As the light turned yellow, an older cyclist still wearing the white foam helmet that ceased being made after about 1989, buzzed around me on the right. “Fairweathers” he muttered.
He sped off before I could respond. I am not a Fairweather, I wanted to yell. I ride in Boston in January, you jerk face, traffic law breaker, you. But he was gone. And I was lumped in with this cyclists who only came out when the roads were dry and the sun was shining.
There’s a smug superiority we tolerate from those who got here first. We make up words to identify the occasional visitors to our sacred spaces “C & E Christians” (i.e. Christmas & Easter), “fairweathers.” We grumble when they don’t know what hymnal to pick up when we use our secret coded church acronyms in the bulletin, or what the words are to “The Lord’s Prayer.” We snarl when they don’t stay to the right on the bike path or signal a left turn.
Those of us who got here first are the ones obliged to create a hospitable space. Remember, the goal is bicycle evangelism. Calling other cyclists fairweathers doesn’t make me feel like I am a part of the community of bike commuters.
So what if there are C & E Christians? At least they went to church! And treating them like fools for not knowing the secret liturgical handshakes or knowing how to line up for communion is a sure-fire way to keep them only coming twice a year. Who cares that they are fairweather cyclists? They are on the road, increasing the volume and visibility of cyclists for us all, even for that one day. Be nice to them. Shepherd them along. Teach them how to line up at an intersection as if we were Dutch. I know they slow you down. They slow me down too. But be a gracious host, NICELY say “On your left” and model good cycling manners as you pass on the left. Maybe speed and your connivence are not the most important thing here. Someone lead you to the good life of bike commuting, be gracious enough to lead these first time riders.

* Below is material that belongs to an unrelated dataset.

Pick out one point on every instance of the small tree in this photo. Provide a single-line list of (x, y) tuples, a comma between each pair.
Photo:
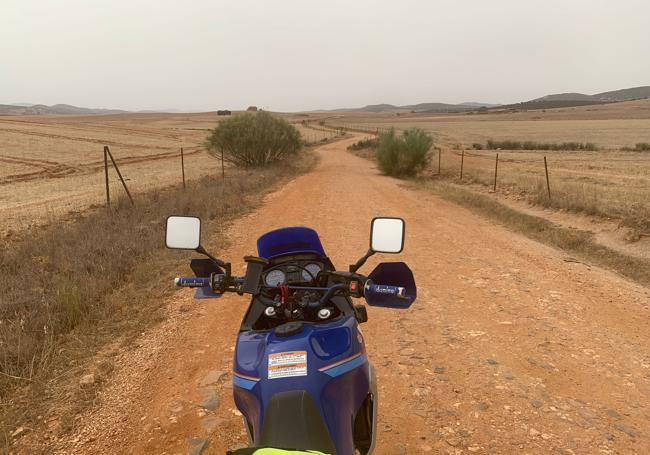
[(405, 155), (253, 140)]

Consider smiling to the newcomers. Maybe even say “Hello, nice day for a ride. Where are you going?” We get on our bikes to get out of the hermetically sealed bubble of a car commute, so smile and say hello to your other cyclists. Ask the person who is sitting in “your” pew, “Tell me, do you live around here?” We who have been on these roads and pews before bear the unique obligation, dare I say duty, to act as ushers for the occasional fairweathers and invite them to ride all year.